Mk hat natürlich auch mehr erfahrung,was den bau der motoren betrifft.und was da weltweit im einsatz ist härt man wenig negatives.
auch die meisten bootsverleihe haben MK motoren.

wie zufrieden seit ihr mit euren?
und zu welchem würdet ihr mir raten?


Gruss
Daniel


----------



## Carptigers (30. Dezember 2011)

*AW: TopSpeed 24V Motor Torqeedo vs Minn Kota*

Minnkota zuverlässig?! |krach:
Ein Freund von mir hat schon 3 Stück geschrottet, weil die Dinger für dauerhaften Betrieb nicht geeignet sind!


----------



## Stxkx1978 (30. Dezember 2011)

*AW: TopSpeed 24V Motor Torqeedo vs Minn Kota*

ok
man findet wenig im netz.meist waren es bei den günstigen modellen der 12v versionen probleme mit der pinne.

was für ein  modell war das?und was war das problem?

danke+gruss
Daniel


----------



## ulf (1. Januar 2012)

*AW: TopSpeed 24V Motor Torqeedo vs Minn Kota*

Hallo

Die Geschwindigkeit, die Du mit deinem Boot in Verdrängerfahrt erreichts hängt in erster Linie von Form und Länge des Boots ab. Das wird auch der Grund sein, warum Leihboote schneller sind als dein Schlauchi, das in Verdrängerfahrt nicht besoonders gut durch's Wasser geht. Wenn Du nenneswert schneller werden willst, muß Du in Gleitfahrt kommen. Mit den "kleinen" E-Motoren wird es da eng. Bei der Größe deines Boots schätze ich, daß da ein 5PS Verbrenner das mindeste ist um zuverlässig in Gleitfahrt zu kommen. 

Gruß Ulf


----------



## Stxkx1978 (1. Januar 2012)

*AW: TopSpeed 24V Motor Torqeedo vs Minn Kota*

das gute am schlauchboot ist der niedrige tiefgang,damit bekomme ich schnell speed drauf.

die leihboote kommen auch nicht in gleitfahrt,die sind schneller weil sie stärkere motoren drauf haben.das sind teilweise sehr schwere klassische gut ausgestatte holzboote.

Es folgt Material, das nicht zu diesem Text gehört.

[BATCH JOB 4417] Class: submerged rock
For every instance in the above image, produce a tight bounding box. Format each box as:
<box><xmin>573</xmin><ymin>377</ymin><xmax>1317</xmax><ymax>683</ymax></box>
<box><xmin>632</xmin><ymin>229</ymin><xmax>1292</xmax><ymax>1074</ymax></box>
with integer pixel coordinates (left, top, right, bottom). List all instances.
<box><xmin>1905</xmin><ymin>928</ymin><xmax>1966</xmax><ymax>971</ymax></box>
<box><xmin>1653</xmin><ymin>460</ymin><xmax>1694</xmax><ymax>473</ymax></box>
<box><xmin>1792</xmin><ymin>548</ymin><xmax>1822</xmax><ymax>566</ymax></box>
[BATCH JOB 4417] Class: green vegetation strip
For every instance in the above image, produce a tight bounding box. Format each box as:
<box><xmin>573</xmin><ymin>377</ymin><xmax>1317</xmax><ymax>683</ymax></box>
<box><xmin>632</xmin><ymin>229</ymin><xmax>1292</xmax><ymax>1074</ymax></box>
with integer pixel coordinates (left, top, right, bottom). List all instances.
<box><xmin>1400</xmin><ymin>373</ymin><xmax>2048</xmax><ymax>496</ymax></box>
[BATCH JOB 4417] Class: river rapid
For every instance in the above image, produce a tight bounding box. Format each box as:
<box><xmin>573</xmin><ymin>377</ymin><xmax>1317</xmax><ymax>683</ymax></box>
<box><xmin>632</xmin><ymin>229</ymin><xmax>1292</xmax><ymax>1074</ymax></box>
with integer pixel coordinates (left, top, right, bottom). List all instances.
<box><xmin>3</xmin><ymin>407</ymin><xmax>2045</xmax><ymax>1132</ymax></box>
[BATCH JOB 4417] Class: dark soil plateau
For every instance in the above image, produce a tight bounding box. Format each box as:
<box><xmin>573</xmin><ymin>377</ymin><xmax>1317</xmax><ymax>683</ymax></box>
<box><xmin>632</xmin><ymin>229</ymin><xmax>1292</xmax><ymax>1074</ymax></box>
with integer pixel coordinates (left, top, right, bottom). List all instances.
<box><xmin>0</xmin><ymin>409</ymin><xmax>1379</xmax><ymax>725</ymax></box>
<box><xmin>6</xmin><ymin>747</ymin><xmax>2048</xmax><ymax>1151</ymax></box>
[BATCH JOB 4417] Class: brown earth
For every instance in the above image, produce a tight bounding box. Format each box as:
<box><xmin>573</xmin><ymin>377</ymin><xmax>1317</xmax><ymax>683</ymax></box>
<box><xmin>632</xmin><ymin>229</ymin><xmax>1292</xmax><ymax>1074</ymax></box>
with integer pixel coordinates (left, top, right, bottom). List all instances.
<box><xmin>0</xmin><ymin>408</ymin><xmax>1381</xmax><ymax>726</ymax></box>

das ich nicht in gleitfahrt komme ist klar.auch nicht mit nem torqeedo 2.0 trotzdem macht dieser das boot schneller.
freund von mir hat den wie oben beschrieben und hat 3kmh mehr drauf als mit dem 80er vantage.(8kmh auf 11kmh)diese hängen an einem relativ schweren bassboat.dementsprechend würde bei meinem schlauchi da mehr bei rauskommen.
der 2.0 lohnt sich aber bei mir nicht.daher die anderen beiden modelle,und eure erfahrungen damit.

Gruss
Daniel


----------



## ulf (3. Januar 2012)

*AW: TopSpeed 24V Motor Torqeedo vs Minn Kota*

Hallo

Ich glaube nicht, daß Du mit einem stärkeren Motor mit deinem Boot nennenswert schneller wirst, da das Schlauchboot, bevor es in Gleitfahrt kommt, eine ziemlich häßliche Welle vor sich her drückt. 
Da glauben aber nicht wissen heist , bin ich mal gespannt, was dabei raus kommt. Hättest Du evtl. die Möglichkeit den Motor deines Kumpels mal auszuleihen ?

Gruß Ulf


----------



## Stxkx1978 (3. Januar 2012)

*AW: TopSpeed 24V Motor Torqeedo vs Minn Kota*

servus Ulf,
es sind da schon kleinigkeiten die da viel ausmachen.
es kommt schon auf die gewichtsverteilung im boot an.wenn man selber hinten sitzt,und dann da noch 2 schwere batterien und sein angelzeug bei sich griffbereit hat,dann kann das schnell 2kmh kosten.
ich habe mein kabel verlängert,die batterien sind ganz vorne oder in der mitte wenn noch einer mitfährt.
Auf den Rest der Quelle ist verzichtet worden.